Councils launch legal challenge over Mount Pleasant
Islington and Camden Councils have made an application for judicial review of the Mayor of London’s decision to grant planning permission for the Royal Mail’s Mount Pleasant site.
One of the grounds of challenge is that the Mayor failed in his duty to provide the maximum amount of affordable housing on the site that could reasonably be delivered. The councils believe he did not fulfil the requirements of policy and fair process when he assessed the scheme’s viability. The case raises important points of principle relating to the use of viability assessments and the delivery of affordable housing across London.
The Mayor of London granted planning permission for 681 homes on the site, one of the largest development sites in central London, in October last year. Viability evidence from the councils showed that at least 42 per cent affordable housing would be possible, with the majority being for social rent. However the Mayor approved a scheme with only 24 per cent affordable housing – including ‘affordable rents’ that could be two or three times the level of social rent.

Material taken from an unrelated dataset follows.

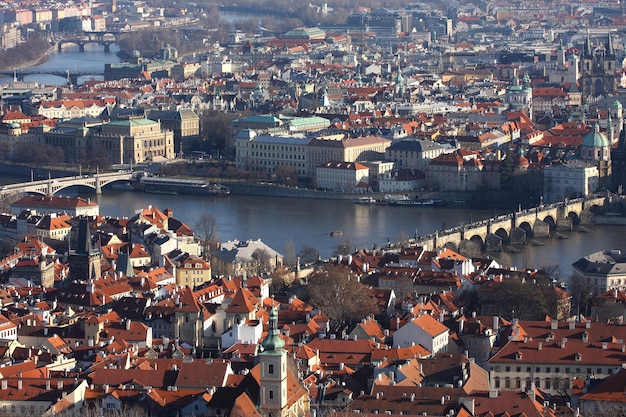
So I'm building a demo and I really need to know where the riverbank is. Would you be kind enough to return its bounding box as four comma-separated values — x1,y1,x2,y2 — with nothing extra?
0,39,56,72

“The Mayor of London’s decision last year was wrong – Mount Pleasant is a huge site where we could have built hundreds of genuinely-affordable homes.
“But instead of supporting local residents and the local councils, Boris Johnson handed the Royal Mail a huge windfall at the expense of affordable homes.
“We believe his decision was not just wrong but also legally flawed – and so we have issued a judicial challenge of his decision to grant planning permission.”
“Boris Johnson’s intervention has completely ignored the needs of Camden people – and goes against the usual democratic process where councils decide planning applications in their own area.
“It especially undermines his own ‘2020 ambition’ of providing homes which ordinary Londoners can afford.
“He has handed the landowner a huge windfall in reducing the number of affordable homes the development should deliver – and we think he has acted unlawfully.”
The application was made on Monday May 11.